Caelum ouvrit les yeux, encore lourd du vin de la veille, encore baigné de l’émotion d’une nuit qu’il refusait de trop analyser.
Puis il les vit.
Des vêtements.
Pliés avec soin.
Il se redressa lentement, comme s’il craignait un piège, une illusion.
Son obligation de nudité était levée.
Le premier réflexe fut le soulagement.
Il avait oublié ce que c’était, que de sentir du tissu contre sa peau, d’avoir quelque chose qui le séparait du regard du roi.
Mais lorsqu’il les saisit du bout des doigts, une seconde émotion naquit.
Un trouble diffus.
Le tissu était fin. Trop fin.
Une transparence qui l’exposait encore, subtilement, insidieusement.
Pas un cadeau.
Un nouveau jeu.
Les jours passèrent.
Et quelque chose changea.
Ganondorf était de moins en moins là.
L’espace qu’il occupait semblait soudain trop vaste, trop vide, comme un désert après une tempête.
Et quand il venait…
Il n’était plus le même.
Il ne dominait plus avec la même brutalité.
Il prenait toujours. Il possédait toujours.
Mais différemment.
Plus lentement.
Plus doucement.
Les cris de ses amants s’étaient transformés en soupirs, leurs dos ne se courbaient plus sous la douleur, mais dans l’extase.
Caelum remarqua immédiatement cette différence.
Et ça l’irritait.
Il ne voulait pas l’admettre.
Mais il le sentait.
Quelque chose lui échappait.
Il n’était pas jaloux.
Non. Bien sûr que non.
Mais il y avait ce goût amer, cette piqûre invisible, chaque fois que le roi s’enfonçait dans un autre corps, chaque fois qu’un soupir remplaçait un gémissement de douleur.
Ganondorf était en train de changer.
Et ce changement…
Ce changement le concernait.
Ce soir, les serviteurs s’affairaient dans un silence étrange, leurs mouvements mesurés, précis, comme s’ils préparaient un rituel sacré.

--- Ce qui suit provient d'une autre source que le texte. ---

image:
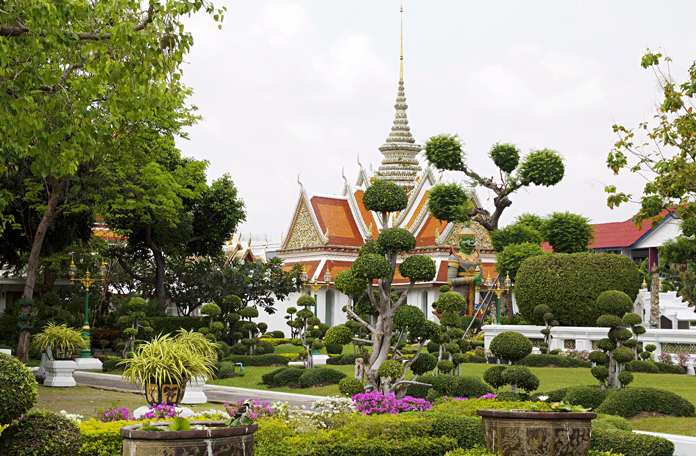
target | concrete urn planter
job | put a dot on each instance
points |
(59, 373)
(537, 433)
(216, 441)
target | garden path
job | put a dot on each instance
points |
(215, 393)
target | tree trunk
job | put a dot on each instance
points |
(32, 270)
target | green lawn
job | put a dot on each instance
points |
(84, 400)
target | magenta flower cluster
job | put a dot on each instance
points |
(160, 412)
(378, 403)
(257, 408)
(108, 415)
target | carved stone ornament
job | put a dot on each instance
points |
(537, 433)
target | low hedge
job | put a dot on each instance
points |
(347, 359)
(589, 397)
(648, 367)
(258, 360)
(629, 443)
(320, 376)
(629, 402)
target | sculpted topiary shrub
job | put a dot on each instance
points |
(18, 389)
(569, 284)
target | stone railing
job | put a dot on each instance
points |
(673, 341)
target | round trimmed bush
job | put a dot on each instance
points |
(18, 389)
(41, 433)
(424, 363)
(350, 386)
(630, 402)
(552, 279)
(511, 346)
(587, 396)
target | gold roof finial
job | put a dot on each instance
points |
(401, 72)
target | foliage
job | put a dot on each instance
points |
(511, 346)
(543, 167)
(168, 359)
(568, 233)
(350, 386)
(18, 389)
(41, 433)
(320, 376)
(631, 401)
(569, 284)
(629, 443)
(450, 202)
(378, 403)
(60, 339)
(384, 196)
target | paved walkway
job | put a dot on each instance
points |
(216, 393)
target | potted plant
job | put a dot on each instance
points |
(556, 429)
(162, 366)
(60, 342)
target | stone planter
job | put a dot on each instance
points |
(223, 441)
(169, 393)
(194, 391)
(542, 433)
(59, 373)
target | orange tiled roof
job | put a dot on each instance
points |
(366, 215)
(426, 236)
(335, 215)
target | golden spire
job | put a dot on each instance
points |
(401, 72)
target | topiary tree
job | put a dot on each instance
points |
(378, 261)
(18, 389)
(551, 279)
(540, 167)
(511, 346)
(41, 433)
(135, 323)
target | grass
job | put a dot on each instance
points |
(84, 400)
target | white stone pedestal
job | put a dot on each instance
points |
(88, 364)
(60, 373)
(194, 391)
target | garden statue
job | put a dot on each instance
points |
(464, 273)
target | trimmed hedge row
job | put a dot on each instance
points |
(569, 284)
(629, 402)
(258, 360)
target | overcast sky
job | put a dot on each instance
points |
(304, 87)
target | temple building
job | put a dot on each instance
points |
(326, 231)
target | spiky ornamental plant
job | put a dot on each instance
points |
(614, 304)
(377, 261)
(544, 313)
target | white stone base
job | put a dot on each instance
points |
(60, 374)
(88, 364)
(183, 412)
(194, 391)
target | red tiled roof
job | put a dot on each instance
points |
(335, 215)
(426, 236)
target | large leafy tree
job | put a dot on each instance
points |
(542, 167)
(75, 75)
(663, 151)
(373, 271)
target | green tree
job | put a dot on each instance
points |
(75, 77)
(568, 233)
(377, 261)
(540, 167)
(664, 152)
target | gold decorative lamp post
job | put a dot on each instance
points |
(498, 290)
(86, 282)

Une table avait été installée au centre du harem, massive, sculptée d’or et de motifs Gerudos, contrastant avec la douceur moelleuse des coussins jetés tout autour.
Les plats étaient déjà dressés.
Des arômes épicés, enivrants, ensorcelants emplissaient l’air, s’accrochant à la peau comme un parfum capiteux.
Caelum ne comprenait pas.
Pourquoi ce traitement de faveur ?
Pourquoi ici, dans le harem, là où aucun autre homme n’avait eu droit à ce luxe ?
Il aurait dû refuser.
Il n’en fit rien.
Un silence feutré s’installa autour de lui.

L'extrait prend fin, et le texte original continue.